ゴーレムは左手で下からすくい上げるようにしてパンチを放った。クロウはそれをガードするが、受けきれず吹っ飛んで壁に叩きつけられた。
それを見た私は、すかさず呪文を叫ぶ。
「レメディ!」
「痛……くない?」
「ダメージを受けた瞬間に治したからね。なんともない?」
「え? ああ……」
「傷ならいくらでも治してあげる。思う存分戦ってきて」
クロウは目を丸くしながらこちらを見つめた後、自分の頬をパンパンと叩いた。
「そんな風に言われたら、頑張るしかないよな!」
クロウは再びゴーレムに挑みかかっていった。今度は回り込むようにして背中に張り付き、剣の切っ先をざくざくと突き立てるも、すぐに振り払われて地面に落下する。
背中につけた傷は致命傷には至らなかったようで、やはり修復されていった。
これでは埒が明かないとみたようで、クロウは私に声をかけてきた。
「セシル! 俺が引きつけてる間に、攻撃魔法を撃てないか!?」
「私、白魔道士だよ!?」
「そうだけど! やっぱり無理か……!」
駆けずり回るクロウを見ながら、私は考えた。自分の着ているローブに手を突っ込んで、かき回す。
確かこの内ポケットに常備して――あった。
「一度だけなら撃てるかも!」
「本当か!?」
私は非常時の護身のために、いつも黒魔法の触媒用の魔晶石を持ち歩いているのだ。
安価な使い捨て用の石だが、持っておいてよかったと思う。
「俺が合図したら、ゴーレムの背中めがけて水魔法を撃ってくれ! 泥が弾けたところを狙う!」
「分かった!」
私は杖を背にしまうと、紫色の魔晶石を手に持ち、ゴーレムへ向けてかざした。
攻撃魔法を撃つのは久しぶりだが、上手くできるだろうか。
クロウはゴーレムの足元を斬りつけてヘイトを稼ぎながら、その周囲をぐるりと回る。
「いまだ!」
「ヴァ・ラウル!」
次の瞬間、私は絶句した。それは撃つのに失敗したからとか、ゴーレムに効かなかったからではない。
自分の魔法が予想以上に強かったからだ。
魔晶石から放たれた太い水流の束はゴーレムの全身を包み込むと、途切れることなく流れ続け、その体を構成している泥をごっそりと押し流した。露わになった多面体のコアが、カチンと音を立てて地面に転がる。
クロウはあまりの出来事に、その場で固まっている。
「いまの、中級魔法だよな……?」
「う、うん……そうだと思いたい……」
私は自分自身が撃った魔法の威力、特にその継続力にドン引きしながら、クロウに歩み寄った。
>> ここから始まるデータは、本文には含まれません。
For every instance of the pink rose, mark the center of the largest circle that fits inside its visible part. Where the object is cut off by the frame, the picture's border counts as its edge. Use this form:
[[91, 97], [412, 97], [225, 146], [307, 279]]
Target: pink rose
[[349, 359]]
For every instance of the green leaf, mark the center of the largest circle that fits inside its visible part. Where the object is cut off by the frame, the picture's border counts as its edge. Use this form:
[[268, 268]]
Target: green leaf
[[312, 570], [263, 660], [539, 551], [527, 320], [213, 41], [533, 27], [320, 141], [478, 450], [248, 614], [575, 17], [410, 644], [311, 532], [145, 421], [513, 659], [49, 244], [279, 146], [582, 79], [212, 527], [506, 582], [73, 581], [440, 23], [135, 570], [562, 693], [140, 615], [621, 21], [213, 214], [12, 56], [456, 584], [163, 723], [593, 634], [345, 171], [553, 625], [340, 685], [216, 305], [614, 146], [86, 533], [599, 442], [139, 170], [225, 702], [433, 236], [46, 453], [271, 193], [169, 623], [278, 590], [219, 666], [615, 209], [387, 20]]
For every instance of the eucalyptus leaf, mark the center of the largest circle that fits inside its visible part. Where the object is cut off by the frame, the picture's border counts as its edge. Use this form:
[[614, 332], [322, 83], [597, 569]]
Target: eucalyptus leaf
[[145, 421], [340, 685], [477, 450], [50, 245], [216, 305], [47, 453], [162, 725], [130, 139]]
クロウは足元のコアをそっと拾い上げると、その表面に貼られている紙の札をはがした。これでゴーレムはもう起動できないはずだ。
「なあ、一つ提案したいんだけど」
「なに?」
「帰ったら、赤魔道士にジョブチェンジしないか?」
「うん、私もそうしようと思います……」
この数年、白魔法しか使っていなかったので、自分の黒魔法の実力がこれほどまでに上達しているとは思わなかった。
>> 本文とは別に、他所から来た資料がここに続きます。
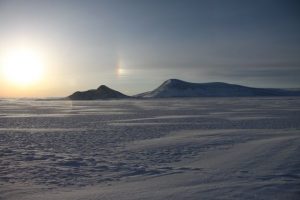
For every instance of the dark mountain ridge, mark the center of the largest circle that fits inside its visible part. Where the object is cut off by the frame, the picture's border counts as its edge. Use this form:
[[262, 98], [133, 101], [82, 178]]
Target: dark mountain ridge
[[179, 88], [102, 92]]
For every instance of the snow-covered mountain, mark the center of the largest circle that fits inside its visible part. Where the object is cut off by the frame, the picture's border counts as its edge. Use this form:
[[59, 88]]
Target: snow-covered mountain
[[102, 92], [179, 88]]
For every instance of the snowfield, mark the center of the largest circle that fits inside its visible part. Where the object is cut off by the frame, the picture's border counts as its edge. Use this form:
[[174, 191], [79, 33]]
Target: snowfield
[[185, 148]]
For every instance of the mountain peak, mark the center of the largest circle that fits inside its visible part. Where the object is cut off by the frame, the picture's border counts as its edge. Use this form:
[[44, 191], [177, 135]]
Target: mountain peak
[[102, 92], [103, 87]]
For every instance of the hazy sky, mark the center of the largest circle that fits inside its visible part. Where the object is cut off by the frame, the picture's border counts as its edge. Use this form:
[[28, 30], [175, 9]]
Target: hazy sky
[[134, 45]]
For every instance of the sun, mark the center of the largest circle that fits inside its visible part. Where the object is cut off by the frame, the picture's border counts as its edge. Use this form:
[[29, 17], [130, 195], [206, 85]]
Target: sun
[[22, 66]]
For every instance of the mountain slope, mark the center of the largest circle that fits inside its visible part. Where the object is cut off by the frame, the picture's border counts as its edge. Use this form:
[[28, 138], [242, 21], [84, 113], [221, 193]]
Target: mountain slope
[[102, 92], [179, 88]]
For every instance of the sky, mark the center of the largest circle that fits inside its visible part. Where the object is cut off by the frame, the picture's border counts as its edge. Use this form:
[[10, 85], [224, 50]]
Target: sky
[[134, 45]]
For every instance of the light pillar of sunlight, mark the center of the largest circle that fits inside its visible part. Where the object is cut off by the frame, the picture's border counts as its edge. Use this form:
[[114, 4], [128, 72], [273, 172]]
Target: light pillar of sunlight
[[121, 70]]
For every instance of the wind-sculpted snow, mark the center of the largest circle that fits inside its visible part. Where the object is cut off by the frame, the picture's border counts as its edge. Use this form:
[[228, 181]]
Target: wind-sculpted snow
[[210, 148]]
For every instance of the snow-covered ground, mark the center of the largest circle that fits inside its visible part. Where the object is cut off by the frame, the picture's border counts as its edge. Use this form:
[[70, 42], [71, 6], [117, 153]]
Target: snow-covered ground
[[189, 148]]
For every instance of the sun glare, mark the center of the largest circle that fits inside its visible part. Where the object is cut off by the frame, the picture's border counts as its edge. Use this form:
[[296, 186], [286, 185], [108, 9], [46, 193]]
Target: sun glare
[[22, 66]]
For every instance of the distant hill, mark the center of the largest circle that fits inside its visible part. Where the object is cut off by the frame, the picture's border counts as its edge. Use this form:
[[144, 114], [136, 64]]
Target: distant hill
[[179, 88], [102, 92]]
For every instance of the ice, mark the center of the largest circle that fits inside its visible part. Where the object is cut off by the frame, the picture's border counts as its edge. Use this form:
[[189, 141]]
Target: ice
[[190, 148]]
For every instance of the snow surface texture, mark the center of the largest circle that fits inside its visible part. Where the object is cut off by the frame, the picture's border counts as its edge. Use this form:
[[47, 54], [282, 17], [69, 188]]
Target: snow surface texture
[[192, 148]]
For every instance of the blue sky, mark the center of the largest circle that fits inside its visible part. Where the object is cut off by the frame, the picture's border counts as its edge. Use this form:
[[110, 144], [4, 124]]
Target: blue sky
[[254, 43]]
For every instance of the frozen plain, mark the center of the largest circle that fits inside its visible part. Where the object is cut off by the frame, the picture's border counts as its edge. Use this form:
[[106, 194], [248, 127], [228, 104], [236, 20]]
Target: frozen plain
[[188, 148]]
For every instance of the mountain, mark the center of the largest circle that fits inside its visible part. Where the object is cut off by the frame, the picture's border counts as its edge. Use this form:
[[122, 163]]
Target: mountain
[[102, 92], [179, 88]]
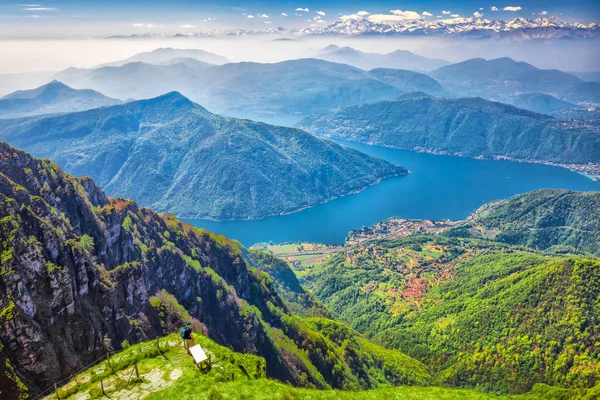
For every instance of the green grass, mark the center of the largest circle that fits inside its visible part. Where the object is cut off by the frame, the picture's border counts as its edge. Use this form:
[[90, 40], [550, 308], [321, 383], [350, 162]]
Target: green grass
[[173, 375], [265, 389]]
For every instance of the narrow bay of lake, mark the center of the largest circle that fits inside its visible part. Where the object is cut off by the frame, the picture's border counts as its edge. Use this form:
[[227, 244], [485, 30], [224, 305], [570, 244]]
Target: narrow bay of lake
[[438, 187]]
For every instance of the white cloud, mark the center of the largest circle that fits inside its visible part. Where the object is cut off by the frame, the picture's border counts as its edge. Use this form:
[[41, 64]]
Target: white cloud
[[395, 16], [406, 14], [39, 9]]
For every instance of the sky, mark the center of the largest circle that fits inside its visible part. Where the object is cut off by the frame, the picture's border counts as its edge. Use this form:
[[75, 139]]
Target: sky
[[52, 19]]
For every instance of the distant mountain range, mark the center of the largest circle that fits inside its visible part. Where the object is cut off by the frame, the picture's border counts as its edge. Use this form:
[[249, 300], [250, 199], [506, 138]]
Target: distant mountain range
[[468, 126], [165, 55], [516, 29], [399, 59], [504, 78], [83, 274], [282, 93], [54, 97], [171, 154]]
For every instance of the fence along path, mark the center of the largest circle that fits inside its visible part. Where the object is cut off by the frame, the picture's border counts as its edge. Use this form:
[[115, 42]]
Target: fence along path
[[105, 375]]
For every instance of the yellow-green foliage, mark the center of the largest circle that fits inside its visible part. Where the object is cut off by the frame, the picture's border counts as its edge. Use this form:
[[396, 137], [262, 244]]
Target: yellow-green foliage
[[171, 374]]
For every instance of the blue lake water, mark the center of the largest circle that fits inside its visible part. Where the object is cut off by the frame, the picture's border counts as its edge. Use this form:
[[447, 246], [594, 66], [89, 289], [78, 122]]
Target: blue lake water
[[438, 187]]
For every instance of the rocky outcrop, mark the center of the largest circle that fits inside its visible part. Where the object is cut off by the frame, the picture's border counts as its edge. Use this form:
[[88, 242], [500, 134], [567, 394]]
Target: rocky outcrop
[[78, 268]]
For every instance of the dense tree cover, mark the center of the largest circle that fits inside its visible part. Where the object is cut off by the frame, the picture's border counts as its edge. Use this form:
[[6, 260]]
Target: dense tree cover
[[540, 219], [81, 272], [299, 300], [480, 315], [471, 127], [171, 154]]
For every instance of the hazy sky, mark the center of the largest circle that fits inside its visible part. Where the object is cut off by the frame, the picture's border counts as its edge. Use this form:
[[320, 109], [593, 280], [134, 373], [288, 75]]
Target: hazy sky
[[81, 18]]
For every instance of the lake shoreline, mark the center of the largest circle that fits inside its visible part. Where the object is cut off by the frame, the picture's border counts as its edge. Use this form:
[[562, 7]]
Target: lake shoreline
[[590, 170], [353, 192], [439, 187]]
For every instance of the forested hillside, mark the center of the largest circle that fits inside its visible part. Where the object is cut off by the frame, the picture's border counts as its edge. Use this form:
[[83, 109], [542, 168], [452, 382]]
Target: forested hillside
[[557, 219], [470, 127], [173, 155], [480, 314], [82, 274]]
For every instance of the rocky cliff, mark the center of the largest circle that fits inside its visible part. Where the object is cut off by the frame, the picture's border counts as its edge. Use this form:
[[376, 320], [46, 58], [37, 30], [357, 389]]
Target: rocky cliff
[[81, 272]]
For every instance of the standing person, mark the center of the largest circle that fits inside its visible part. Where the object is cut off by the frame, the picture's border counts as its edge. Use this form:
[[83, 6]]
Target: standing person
[[186, 335]]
おそらく、レメディの無理な連発を繰り返すうちに、保持魔力量や魔法への変換効率が底上げされたのだろう。あのギルドで苦労した経験は、無駄にはなっていなかったということだ。
それにしても、中級魔法でこの威力となると、上級魔法はどれほどの威力になってしまうのだろう。考えるのがちょっぴり恐ろしかった。
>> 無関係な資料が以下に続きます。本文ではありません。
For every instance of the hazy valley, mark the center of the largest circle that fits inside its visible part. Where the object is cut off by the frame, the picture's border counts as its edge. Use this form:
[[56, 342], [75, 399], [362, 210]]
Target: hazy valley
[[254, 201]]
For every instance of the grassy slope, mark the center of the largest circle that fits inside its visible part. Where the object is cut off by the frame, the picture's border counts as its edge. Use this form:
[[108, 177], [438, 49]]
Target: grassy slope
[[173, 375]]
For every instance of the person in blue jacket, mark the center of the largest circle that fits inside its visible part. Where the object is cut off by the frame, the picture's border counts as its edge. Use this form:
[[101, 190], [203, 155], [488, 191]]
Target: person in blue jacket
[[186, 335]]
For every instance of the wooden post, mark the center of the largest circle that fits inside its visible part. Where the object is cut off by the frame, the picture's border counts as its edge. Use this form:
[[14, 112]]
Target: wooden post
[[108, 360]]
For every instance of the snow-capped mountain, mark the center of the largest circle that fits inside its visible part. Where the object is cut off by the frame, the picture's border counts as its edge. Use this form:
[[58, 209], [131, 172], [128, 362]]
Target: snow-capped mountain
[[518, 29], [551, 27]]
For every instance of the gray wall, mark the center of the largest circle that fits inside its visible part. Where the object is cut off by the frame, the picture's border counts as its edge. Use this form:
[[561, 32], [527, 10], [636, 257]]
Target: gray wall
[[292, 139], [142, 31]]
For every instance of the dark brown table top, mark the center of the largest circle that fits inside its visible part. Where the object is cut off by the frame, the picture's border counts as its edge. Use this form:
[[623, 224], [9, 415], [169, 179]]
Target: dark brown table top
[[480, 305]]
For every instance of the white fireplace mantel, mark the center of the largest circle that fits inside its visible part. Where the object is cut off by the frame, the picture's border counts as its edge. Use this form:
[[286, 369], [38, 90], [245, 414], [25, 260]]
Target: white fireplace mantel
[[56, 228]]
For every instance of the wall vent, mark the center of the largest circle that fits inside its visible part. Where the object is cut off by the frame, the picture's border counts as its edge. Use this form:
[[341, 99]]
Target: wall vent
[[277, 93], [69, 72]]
「そ、それはともかく。ゴーレムのコアが手に入ったし、戻って報告した方がいいかな?」
私が尋ねると、クロウはこくりとうなずいた。
「そうだな。早めに協会に伝えた方がいいと思う」
このダンジョンのボスはすでに討伐された後だから、最深部まで潜る必要はない。
私たちの初陣は、私が放った黒魔法によってあっけなく終わりを告げたのだった。